Monday, March 12, 2012

New Life for Old Books

In the early 1990s, I wanted to break my fiction out into a "big" book, rather than the short fiction I'd been doing for Doubleday's western fiction series. I told then-edtor Greg Tobin I wanted to write a fictional biography of Libbie Custer's years with General George Armstrong Custer. After all, theirs was the "Great Romance of the Western Frontier." Greg coughed, hemmed, hawed and said he'd have to see a hundred pages before he offered a contract. Long story short, it was published and did better than any other book I've published. Not the big breakout book, but nice respectable sales. Of course it went out of print, and in those days who knew to save digital files? Even if I had done so they'd be on a diskette and difficult to access today. So I have paid a company to scan all 300+ pages.
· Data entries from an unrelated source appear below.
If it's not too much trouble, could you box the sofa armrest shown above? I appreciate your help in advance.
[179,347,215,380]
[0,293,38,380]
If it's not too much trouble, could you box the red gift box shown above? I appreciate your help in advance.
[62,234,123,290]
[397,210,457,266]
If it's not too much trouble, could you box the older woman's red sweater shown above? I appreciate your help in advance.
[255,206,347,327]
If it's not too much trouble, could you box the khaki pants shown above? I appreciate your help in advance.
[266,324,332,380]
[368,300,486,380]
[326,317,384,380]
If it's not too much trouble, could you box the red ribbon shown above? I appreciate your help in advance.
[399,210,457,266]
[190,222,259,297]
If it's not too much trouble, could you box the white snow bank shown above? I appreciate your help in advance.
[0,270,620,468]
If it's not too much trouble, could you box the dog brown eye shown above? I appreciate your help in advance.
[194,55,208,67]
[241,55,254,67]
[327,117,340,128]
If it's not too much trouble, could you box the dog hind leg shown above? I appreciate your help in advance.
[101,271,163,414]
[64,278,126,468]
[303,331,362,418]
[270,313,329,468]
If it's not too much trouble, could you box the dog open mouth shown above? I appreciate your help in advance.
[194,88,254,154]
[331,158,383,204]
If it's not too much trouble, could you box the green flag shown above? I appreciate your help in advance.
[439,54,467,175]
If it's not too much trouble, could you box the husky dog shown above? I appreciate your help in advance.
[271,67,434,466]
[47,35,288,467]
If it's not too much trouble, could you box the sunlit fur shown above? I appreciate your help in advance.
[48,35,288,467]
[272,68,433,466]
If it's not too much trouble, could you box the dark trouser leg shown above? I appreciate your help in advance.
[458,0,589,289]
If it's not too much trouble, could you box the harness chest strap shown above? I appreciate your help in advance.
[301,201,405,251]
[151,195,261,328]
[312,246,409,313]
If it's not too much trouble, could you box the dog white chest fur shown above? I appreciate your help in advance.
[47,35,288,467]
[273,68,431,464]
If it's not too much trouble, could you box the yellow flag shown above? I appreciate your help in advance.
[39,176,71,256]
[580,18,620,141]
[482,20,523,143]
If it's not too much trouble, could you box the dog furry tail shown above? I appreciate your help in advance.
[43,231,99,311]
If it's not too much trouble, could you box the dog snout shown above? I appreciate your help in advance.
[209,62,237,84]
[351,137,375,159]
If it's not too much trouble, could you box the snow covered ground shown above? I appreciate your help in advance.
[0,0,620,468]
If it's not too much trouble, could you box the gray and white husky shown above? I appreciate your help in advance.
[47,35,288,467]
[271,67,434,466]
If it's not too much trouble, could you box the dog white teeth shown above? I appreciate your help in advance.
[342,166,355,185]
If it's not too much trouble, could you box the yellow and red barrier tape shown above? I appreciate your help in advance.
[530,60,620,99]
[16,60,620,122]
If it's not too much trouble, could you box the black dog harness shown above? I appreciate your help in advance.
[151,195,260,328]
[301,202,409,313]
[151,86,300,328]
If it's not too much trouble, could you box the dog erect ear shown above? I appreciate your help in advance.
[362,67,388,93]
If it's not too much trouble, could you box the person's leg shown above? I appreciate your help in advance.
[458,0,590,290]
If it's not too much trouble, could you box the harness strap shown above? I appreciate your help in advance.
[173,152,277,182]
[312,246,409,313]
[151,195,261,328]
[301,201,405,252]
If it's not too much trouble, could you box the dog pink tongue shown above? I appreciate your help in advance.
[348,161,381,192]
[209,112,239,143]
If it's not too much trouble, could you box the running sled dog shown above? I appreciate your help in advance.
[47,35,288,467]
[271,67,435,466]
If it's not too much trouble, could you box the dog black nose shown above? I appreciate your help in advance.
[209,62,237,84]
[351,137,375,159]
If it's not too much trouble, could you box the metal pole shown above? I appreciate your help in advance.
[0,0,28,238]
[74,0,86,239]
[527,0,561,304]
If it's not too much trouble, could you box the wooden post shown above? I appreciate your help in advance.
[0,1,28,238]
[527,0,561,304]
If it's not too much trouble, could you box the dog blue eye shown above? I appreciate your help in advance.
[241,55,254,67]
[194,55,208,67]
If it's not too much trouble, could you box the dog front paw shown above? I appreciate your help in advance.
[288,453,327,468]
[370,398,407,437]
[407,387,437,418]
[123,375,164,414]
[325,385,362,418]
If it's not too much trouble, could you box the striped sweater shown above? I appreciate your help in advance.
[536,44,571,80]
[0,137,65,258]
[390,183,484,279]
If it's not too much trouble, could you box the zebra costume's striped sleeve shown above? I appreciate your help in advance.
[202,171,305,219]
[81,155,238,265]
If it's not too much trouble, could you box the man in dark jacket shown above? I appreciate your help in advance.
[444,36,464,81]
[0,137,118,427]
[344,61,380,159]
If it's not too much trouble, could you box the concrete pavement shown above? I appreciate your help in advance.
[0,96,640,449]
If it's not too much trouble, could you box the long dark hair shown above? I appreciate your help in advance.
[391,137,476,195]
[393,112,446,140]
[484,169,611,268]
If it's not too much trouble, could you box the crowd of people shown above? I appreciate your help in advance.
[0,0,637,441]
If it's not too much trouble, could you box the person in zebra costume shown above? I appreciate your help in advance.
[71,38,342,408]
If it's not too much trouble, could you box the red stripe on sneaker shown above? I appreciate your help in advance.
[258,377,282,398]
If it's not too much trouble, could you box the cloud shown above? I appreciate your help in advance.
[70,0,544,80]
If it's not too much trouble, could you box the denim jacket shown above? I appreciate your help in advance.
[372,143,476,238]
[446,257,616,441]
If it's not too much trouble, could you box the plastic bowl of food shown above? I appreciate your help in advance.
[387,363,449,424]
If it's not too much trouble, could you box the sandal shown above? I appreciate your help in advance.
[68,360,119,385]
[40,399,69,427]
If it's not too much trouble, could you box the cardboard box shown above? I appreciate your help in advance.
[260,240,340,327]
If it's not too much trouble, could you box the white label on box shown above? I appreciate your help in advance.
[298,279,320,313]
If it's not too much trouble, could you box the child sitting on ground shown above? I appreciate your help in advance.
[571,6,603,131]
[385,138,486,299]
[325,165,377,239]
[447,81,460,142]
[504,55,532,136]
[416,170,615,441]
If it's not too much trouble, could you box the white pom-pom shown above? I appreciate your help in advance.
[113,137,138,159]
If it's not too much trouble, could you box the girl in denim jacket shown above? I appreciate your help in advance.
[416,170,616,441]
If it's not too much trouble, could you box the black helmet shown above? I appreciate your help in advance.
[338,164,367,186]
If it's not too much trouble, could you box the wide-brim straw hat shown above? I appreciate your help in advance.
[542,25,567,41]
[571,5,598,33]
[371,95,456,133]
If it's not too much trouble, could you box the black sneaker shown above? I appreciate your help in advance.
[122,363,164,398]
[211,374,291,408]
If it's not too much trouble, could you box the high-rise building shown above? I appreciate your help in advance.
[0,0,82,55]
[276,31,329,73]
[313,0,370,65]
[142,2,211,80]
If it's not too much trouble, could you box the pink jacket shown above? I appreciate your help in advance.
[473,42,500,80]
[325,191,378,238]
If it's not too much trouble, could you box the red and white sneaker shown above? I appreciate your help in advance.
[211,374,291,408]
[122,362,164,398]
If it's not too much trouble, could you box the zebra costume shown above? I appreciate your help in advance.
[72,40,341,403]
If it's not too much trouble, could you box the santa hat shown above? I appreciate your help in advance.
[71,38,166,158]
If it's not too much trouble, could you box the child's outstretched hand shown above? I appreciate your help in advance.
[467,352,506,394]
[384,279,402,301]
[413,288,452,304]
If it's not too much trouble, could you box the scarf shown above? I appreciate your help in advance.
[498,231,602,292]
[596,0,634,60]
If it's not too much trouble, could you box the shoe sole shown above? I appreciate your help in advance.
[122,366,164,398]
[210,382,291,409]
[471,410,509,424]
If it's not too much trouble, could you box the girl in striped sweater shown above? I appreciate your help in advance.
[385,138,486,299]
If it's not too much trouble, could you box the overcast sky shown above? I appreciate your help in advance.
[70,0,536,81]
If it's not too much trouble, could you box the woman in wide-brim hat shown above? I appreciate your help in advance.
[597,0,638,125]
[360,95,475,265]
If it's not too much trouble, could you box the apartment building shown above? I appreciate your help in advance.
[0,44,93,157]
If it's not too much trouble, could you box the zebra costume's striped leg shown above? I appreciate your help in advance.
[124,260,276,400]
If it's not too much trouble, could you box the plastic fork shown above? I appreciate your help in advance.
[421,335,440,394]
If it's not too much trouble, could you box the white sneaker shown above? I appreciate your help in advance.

Just finished proofing the galleys, and it should be available for e-readers soon.
I suspect I'm as proud of this book as any I've done. I wrote it with Libbie's journals spread out before me, and yet I tried to give her a voice that was real to me, not the public voice she assumed in her zeal to make sure Autie went down in history as a hero. Read an except here http://www.judyalter.com/e-books.
In proofing this book, I was surprised at how much of me there is in Libbie and how much of my attitude toward my marriage, then some ten years in the past. And I was also surprised at the change in my writing style. Libbie is not clumsy, don't get me wrong, and when I began to read it, I thought, "Darn, this is better than I thought." But I also noticed some slight changes in style--I've learned not to repeat similar words too close together; I've learned to avoid what I now think is that awkward construction, "It was then that ...." I've learned to omit unnecessary words to a greater extent.
Don't let me discourage you from reading this. I got some nice comments on Facebook about it, and I still think it's the most human approach to what I see as Libbie's dilemma--marriage to Custer was not al happy romps across the prairie, and I tried to capture that realistically. This is BSP--blatant self-promotion: I think you'll like Libbie if you haven't read it before. I'll post on Facebook when it's live and available to order.
Watch next for Sundance, Butch and Me, my take on Etta Place's life with the Hole In The Wall Gang and her romance with The Sundance Kid. It's no accident that in the title, Butch Cassidy comes between Sundance and Etta. Fiction after all can suppose, imagine, and take liberties. Want a preview of my approach? Read the short story, "Reunion," in Sue Ellen Learns to Dance and Other Stories, available as an e-book for 99 cents. http://www.amazon.com/Ellen-Learns-Dance-Other-Stories/dp/0977179737/ref=sr_1_2?s=books&ie=UTF8&qid=1331599197&sr=1-2
Enough bragging, but I'm excited to see these older works available to readers once again. Hmmm, twenty years is older? My, how time flies.

3 comments:

mkdulle said...

Hooray, Judy! I've enjoyed "Mattie" & "Sue Ellen Learns to Dance," and have been looking forward to more of your work to put on my trusty Kindle e-reader.

Anonymous said...

FYI: I googled "Judy Alter" and "Libbie" and found 11 copies available on Amazon.

judyalter said...

Thanks, Mary. Anonymous: I hope more than eleven people will want to read it--and on e-readers and not used print copies.